Witness´ s period potrait, ca. 1982
Witness´ s period potrait, ca. 1982
zdroj: Witness´s archive

Ruth Šormová, née Eislerová, was born in Prague on the 14 December 1965 to Eliška Novotná and Pavel Eisler. Her father died tragically soon after Ruth was born. Ruth studied at the Akademické gymnázium Štěpánská. She spent her last two summer school holidays in Great Britain where she devoted her time to working in social care in a quaker community, which had a great influence on her later life. She joined the Evangelical Church of Czech Brethren and enrolled in a distance study programme in special pedagogy at the Faculty of Education at the Charles University. Thanks to open-minded members of the Church she was introduced to the ideas of independent political environment and became active in the area herself. She co-founded the Independent Association for Peace (Nezávislé mírové sdružení), signed Charter 77, and participated in various other initiatives. Sonn State Security became interested in her. She married Zdeněk Šorm, a theology student and member of the Evangelical Church of Czech Brethren, with whom she adopted three children. She spent the Velvet Revolution period working for the Civic Forum (OF) centre in Soběslav. She subsequently became a member of the Federal Assembly of the Czech and Slovak Federal Republic. She remained in the Federal Assembly until the 1992 elections, when she stood as a candidate for Civic Movement (OH), which was unsuccessful in the elections.

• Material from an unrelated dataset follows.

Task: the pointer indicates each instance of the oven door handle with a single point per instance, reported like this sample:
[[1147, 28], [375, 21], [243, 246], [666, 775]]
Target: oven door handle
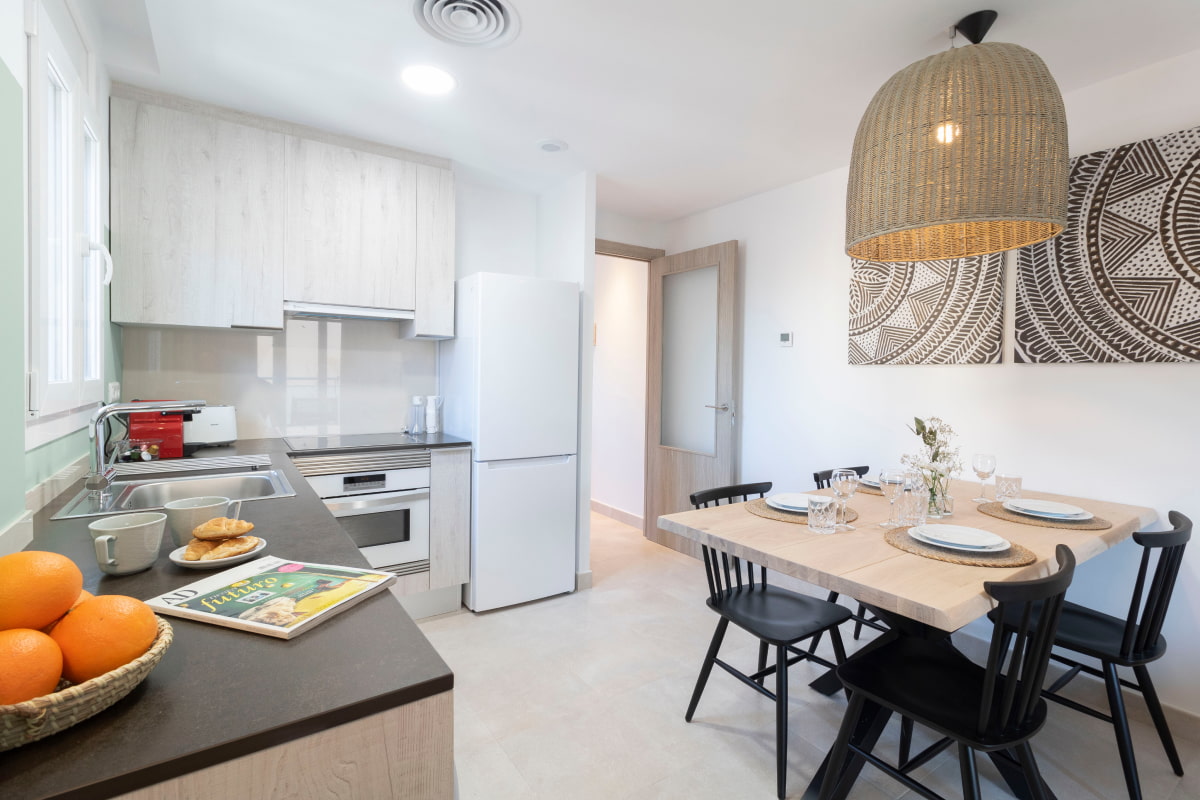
[[395, 500]]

In Soběslav, she founded the Jingle Bell (Rolnička) centre, focusing on social, educational, therapeutic, occupational and rehabilitation services for people with disabilities. She worked as director of the Portimo charitable company in Nové Město na Moravě. Since September 2018, she has been the director of the Prague mobile hospice Going Home (Cesta domů). She now lives in Prague with her husband Zdeněk Šorm, who works as a vicar of the Evangelical Church of Czech Brethren in the Vinohrady Church in Prague.